Parents don’t choose the most effective schools, according to an analysis of New York City’s high school application system, reports Gail Cornwall in The Atlantic. Parents judge schools by test scores, according to the working paper. Schools that do an OK job with high achievers look good; schools that do a great job with low achievers look just OK.
(Researchers) looked for similar students—ones who shared the same gender and race, lived in the same neighborhood, and got the same eighth-grade test scores—who went to different high schools. The researchers identified many of these “matched pairs” and looked at follow-up data . . . scores on state tests, PSAT scores, high-school graduation records, and college-enrollment information. Then they asked if the kids who went to school A did better at these things than did their essentially identical counterparts at school B; if so, they labeled school A more “effective” than school B.

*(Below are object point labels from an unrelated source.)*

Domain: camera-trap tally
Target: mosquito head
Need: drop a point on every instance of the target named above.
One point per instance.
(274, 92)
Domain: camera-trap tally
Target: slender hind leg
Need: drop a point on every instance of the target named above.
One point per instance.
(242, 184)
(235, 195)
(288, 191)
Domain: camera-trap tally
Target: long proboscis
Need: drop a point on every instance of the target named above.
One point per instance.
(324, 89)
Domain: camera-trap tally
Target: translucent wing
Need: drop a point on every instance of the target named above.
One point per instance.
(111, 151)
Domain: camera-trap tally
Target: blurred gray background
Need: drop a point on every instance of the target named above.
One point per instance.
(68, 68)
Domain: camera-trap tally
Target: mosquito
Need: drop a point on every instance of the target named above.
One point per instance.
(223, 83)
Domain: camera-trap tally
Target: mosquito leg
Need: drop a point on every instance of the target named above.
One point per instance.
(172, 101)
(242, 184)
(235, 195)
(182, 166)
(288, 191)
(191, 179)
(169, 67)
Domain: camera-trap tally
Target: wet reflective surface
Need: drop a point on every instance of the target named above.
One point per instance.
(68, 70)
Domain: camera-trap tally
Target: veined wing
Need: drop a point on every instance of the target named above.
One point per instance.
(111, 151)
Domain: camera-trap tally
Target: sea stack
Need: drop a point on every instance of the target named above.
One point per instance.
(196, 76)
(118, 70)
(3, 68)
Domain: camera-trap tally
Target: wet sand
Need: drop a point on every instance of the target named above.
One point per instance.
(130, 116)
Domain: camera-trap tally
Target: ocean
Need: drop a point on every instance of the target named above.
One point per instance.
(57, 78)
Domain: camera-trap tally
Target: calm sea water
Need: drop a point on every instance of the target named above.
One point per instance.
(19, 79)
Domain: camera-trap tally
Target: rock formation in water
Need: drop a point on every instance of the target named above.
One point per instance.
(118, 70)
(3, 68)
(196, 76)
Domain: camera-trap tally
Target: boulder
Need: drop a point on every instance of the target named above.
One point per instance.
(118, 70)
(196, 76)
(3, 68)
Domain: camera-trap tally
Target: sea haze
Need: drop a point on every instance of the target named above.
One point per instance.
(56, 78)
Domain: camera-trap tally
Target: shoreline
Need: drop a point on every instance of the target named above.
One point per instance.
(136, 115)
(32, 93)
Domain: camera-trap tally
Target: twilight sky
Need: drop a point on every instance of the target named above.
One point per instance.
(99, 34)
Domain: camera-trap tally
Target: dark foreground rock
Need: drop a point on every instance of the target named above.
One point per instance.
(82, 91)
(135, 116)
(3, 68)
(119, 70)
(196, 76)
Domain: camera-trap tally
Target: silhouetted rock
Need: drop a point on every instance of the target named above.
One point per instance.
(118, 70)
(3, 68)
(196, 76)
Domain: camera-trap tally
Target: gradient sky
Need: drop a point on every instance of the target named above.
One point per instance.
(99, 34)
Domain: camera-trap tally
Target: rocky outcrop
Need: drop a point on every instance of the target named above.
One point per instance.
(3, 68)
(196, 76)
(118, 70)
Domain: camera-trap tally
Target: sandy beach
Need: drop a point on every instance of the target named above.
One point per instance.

“School choice may lead to improvements in school productivity if parents’ choices reward effective schools and punish ineffective ones,” researchers wrote. If parents reward schools that start with the best students, the incentive is to recruit the kids who’d do well anywhere.
The analysis did not look at whether student happiness or safety, factors that also are important to parents.
“Parents choose schools based on easily observable things (test scores) rather than very difficult to observe things (actual school quality as estimated (noisily!) by value-added),” writes Lee Crawfurd, an education economist.
Deciding which school is best for your child is complex, writes Jack Schneider, a Holy Cross education professor and author of Beyond Test Scores: A Better Way to Measure School Quality.
“Parents rely on word-of-mouth, reputation, and proxy measures,” such as test scores, to assess school quality, he writes. They can be swayed by marketing or “taken in by unimportant factors like the gleam of a school’s computer lab or the language used to describe its teaching philosophy.”
It seems to me that parents need more information — not less choice.